QT is a highly-polished, well documented modern GUI toolkit – some consider it to be the best GUI toolkit for UNIX compatible systems.
It’s well-known for being used in the KDE desktop environment, the biggest competitor to the GNOME / GTK desktop. There was some controversy in the past surrounding KDE’s use of QT, as it was not originally available under any open source license. QT 2.2 added the GPL to available licenses, and while this was good for free software projects, the requirements of GPL compliance still limited it’s widespread adoption.
Nokia will finally release the next major version of QT (4.5) under the LGPL as well as existing GPL/commercial licenses. Once QT is LGPL it will put them on the same licensing footing as Gnome’s GTK.
General response seems to be along the lines of “this is huge!“, “no more $5000 licenses!“, “excited!“, “huge win for cross-platform development”, “sounds like Nokia is keen on pushing QT as defacto standard GUI toolkit“, “the change is needed to lower the cost barrier compared to other mobile platforms“.
But what’s the real impact of this change? Will we see developers dropping GTK in favour of QT? Will people flock in droves to the Symbian platform with QT on top? Is KDE going to become the de facto desktop?
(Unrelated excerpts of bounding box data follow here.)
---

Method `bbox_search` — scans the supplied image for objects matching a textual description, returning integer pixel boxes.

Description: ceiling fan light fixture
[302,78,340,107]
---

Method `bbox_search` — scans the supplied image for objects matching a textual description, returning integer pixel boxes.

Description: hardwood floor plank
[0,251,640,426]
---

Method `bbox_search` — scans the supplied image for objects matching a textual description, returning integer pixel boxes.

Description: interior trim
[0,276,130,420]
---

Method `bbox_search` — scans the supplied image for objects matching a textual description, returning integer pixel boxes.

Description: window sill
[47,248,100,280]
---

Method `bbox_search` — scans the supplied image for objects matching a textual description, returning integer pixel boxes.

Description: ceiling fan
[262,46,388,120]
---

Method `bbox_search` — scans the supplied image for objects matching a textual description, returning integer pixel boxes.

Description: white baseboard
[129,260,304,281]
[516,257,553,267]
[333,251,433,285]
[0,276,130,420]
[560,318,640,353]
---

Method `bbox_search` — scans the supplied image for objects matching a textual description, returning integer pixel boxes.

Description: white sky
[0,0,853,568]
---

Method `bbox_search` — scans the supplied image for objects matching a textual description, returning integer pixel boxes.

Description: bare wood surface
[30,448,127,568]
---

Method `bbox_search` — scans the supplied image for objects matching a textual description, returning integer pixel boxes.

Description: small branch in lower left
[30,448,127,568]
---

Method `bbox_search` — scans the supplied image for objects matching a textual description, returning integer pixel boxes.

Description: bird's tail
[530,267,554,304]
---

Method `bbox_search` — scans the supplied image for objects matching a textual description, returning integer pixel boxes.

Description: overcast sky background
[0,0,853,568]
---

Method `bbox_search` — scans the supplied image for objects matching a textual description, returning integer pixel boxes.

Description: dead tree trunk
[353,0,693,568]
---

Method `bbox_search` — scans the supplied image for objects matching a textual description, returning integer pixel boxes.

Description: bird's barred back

No. My guess is “not much change, business as usual”. Alex has some interesting thoughts on it as well, as I knew he would when I asked him
I think in the short term, we will see a significant amount of noise about this. It’s particularly relevant in the mobile space since Nokia announced the port of QT to Symbian S60 in October. In some ways, this move was innevitable given Nokia’s acquisition of Trolltech (the company behind QT, now called Qt Software), and the establishment of the Symbian Foundation.
I think Nokia are hoping they will see a few more developers adopt Symbian as a result of this move, and it makes a nice soundbite and story – but my suspicion is that a toolkit on it’s own is not sufficient (the rest of the platform needs to be familiar and friendly too).
Given the momentum, ecosystem and companies around Gnome (Ubuntu, RedHat, Google, Sun, …) I don’t see Gnome / GTK being visibly impacted any time soon. There’s an outside chance the next major version of GTK will be ditched in favour of QT, but I suspect inertia and fear of capitulation to Nokia will prevent this happening.
Finally – Alex wonders why we’re tied so thoroughly to widget toolkits. I suspect this will change. WebKit and WebOS initiatives may make GTK and QT much less significant than it used to be, as we see native apps marginalised in favour of HTML++ for most application developers. Not least because it’s only going to get harder to find “low level” developers (with Java being taught instead of C/C++ in schools and universities), and internet apps have the “cool” factor without (allegedly) needing so much of the blood, sweat and tears.
There will still be a need for someone to write the toolkits like GTK and QT – after all, how will web browsers display themselves? – but the apps on top just won’t care. The big deal here is what ships in mobile application stores in the future. With the Apple iPhone app store seeing 15,000 apps and 500m downloads (and Apple redefined drag ‘n’ drop interface building), and Palm Pre App Catalog effectively offering a web widget store, our perception of what’s in an application and what’s needed to run one is going to go through some subtle but dramatic changes over the next year or so.